And while Lewis and Clark’s discovery of territory is well-documented, lesser-known but no less important is the duo’s contribution to the American English lexicon.
It is not difficult to understand why Lewis and Clark had to become the inventors of words and phrases on the fly as they traveled. Because so much of what they encountered had not been seen or experienced before, it was up to them to decide how to describe and document it.
And describe they did. One of the most common tools they used to describe those things many had never seen before was to take a prominent trait from an animal or plant that they came across and attach it as a prefix to the name of that plant or animal—for example, a “leather-winged bat” for a bat with wings that looked to be made out of leather, and a “snowberry” for a berry in a never-before-seen shade of white.
Another method they used for naming was to include the place where they first encountered the plant or animal into its new name. This is how the first usage of the phrase “prairie dog” came about, and also where the “Osage apple” (now the Osage orange) comes from.
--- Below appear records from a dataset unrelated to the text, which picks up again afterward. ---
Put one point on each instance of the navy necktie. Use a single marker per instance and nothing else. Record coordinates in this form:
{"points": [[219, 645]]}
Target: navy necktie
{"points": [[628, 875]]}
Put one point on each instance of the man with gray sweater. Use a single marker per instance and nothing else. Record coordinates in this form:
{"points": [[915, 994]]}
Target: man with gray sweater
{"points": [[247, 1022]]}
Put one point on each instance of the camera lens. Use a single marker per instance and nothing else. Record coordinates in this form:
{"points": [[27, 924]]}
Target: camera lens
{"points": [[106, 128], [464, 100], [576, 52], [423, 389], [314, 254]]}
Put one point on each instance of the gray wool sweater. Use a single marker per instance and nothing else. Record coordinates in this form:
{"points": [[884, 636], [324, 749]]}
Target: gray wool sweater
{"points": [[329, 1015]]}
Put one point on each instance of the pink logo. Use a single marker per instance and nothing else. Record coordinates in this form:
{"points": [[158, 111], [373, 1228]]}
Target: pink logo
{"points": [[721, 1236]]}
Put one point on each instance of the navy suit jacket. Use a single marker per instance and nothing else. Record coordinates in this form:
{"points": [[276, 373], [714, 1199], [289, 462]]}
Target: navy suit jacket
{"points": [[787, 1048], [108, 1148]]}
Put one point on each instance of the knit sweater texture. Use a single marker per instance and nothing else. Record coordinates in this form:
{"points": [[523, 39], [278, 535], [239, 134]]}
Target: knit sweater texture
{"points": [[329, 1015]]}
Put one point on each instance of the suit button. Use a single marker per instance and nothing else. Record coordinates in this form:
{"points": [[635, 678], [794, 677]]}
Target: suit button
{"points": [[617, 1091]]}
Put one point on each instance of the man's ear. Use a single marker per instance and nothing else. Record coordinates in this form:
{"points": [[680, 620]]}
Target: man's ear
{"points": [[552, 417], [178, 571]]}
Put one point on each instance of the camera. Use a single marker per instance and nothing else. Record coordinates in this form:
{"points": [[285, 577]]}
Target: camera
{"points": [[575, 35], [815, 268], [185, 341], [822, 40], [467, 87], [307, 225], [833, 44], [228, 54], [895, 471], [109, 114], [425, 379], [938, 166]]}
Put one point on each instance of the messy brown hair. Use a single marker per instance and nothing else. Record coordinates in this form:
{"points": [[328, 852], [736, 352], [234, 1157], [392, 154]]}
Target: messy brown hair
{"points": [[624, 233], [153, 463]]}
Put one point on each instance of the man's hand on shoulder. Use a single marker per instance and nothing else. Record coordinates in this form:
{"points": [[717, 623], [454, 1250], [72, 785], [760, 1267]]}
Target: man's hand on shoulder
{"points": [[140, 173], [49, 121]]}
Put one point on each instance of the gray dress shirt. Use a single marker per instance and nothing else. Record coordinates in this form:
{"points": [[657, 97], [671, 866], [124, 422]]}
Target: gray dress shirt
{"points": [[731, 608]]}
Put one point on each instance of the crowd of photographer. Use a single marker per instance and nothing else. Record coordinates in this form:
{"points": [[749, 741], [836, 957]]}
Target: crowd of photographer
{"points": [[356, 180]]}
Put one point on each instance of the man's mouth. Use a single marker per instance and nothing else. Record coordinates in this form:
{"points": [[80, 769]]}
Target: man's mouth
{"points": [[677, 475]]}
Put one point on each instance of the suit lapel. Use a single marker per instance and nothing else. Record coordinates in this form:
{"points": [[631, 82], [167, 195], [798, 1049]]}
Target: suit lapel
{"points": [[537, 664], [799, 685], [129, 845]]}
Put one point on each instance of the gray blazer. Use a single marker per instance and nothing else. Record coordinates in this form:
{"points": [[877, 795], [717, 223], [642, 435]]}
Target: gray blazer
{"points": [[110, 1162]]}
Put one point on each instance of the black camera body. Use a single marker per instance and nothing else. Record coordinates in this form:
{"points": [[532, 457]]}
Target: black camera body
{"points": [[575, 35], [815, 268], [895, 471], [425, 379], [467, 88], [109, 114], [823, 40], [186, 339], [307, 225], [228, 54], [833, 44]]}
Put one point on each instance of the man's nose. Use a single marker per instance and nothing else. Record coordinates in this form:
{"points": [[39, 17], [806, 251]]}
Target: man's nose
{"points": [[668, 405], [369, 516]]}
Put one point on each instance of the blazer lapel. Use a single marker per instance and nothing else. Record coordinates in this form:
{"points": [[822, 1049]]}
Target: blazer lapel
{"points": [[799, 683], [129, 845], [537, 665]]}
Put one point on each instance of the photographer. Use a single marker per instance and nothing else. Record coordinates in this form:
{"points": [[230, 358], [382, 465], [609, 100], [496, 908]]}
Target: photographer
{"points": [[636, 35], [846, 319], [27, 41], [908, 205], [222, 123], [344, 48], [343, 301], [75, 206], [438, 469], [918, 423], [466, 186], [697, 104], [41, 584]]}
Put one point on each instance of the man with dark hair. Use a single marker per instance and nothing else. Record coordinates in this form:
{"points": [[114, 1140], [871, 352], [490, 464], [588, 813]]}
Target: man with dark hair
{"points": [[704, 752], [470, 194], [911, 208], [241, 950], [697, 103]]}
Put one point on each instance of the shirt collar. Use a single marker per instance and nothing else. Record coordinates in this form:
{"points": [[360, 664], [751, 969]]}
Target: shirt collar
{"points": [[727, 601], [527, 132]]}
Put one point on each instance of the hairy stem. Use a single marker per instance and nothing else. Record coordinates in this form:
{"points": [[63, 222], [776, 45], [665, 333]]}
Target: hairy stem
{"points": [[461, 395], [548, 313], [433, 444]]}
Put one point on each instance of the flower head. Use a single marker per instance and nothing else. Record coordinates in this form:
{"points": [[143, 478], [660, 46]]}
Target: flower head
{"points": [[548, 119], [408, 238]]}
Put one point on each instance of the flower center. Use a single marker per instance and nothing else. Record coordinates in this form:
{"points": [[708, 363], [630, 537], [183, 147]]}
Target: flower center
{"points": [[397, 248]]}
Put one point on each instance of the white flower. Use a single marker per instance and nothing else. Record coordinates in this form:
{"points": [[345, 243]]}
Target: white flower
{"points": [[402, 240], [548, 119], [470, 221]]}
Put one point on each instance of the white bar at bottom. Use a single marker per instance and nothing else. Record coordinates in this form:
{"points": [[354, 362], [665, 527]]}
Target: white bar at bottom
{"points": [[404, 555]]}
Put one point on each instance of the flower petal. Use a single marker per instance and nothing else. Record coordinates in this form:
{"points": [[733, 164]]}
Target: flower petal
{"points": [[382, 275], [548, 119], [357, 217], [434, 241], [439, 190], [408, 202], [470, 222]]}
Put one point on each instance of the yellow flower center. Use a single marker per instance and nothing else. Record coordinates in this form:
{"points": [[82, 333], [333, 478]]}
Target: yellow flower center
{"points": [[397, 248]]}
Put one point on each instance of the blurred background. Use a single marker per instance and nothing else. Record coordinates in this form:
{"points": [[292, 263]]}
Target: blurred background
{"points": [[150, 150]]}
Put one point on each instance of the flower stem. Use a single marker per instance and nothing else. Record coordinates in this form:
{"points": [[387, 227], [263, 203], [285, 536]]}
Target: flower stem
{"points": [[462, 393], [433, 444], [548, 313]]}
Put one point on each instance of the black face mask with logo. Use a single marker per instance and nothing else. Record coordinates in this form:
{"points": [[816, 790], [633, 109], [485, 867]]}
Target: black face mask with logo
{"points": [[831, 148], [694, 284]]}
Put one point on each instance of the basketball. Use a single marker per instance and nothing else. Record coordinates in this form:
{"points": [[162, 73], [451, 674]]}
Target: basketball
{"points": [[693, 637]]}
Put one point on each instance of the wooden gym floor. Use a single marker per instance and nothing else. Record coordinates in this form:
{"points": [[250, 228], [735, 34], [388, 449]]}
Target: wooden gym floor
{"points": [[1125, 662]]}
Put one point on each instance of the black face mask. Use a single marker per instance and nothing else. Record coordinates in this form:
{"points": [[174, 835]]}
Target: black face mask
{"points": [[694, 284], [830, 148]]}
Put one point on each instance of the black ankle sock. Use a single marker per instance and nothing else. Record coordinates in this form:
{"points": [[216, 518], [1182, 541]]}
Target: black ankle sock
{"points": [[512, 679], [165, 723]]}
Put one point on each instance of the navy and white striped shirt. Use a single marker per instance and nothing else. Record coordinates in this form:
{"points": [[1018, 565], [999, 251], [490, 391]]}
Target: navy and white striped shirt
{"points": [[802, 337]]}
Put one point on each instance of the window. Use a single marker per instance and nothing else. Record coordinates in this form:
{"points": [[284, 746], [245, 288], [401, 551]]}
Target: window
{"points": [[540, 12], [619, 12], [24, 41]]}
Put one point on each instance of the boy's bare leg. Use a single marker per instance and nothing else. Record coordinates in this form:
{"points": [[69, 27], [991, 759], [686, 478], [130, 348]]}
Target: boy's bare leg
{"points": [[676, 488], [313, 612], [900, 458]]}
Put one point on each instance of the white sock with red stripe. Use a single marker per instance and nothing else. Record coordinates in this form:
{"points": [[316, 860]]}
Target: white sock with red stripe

One of the most famous phrases the men came up with is the “grizzly bear.” Lewis and Clark came up with the term after studying the species, which they had never seen before, carefully. After shooting several of the bears and looking at their pelts up close, they realized that there were often silvery tips on the bears’ fur. Thus, they decided to name the bears “grizzly” bears, as “grizzly” was a word that was used to describe grey.
Another of the most popular of Lewis and Clark’s phrases comes from the Native American territories that the men passed through. Looking for a way to describe the place where Native Americans would take steam baths, they came up with the term “sweat lodge”—a term that is still used both literally and figuratively today.
So, the next time you come across something unusual or something you haven’t seen before, it might be of interest to see what phrase or word you would come up with. The resulting exercise may at the very least serve to highlight how impressively Lewis and Clark wore the many hats that were expected of them on their trek out West.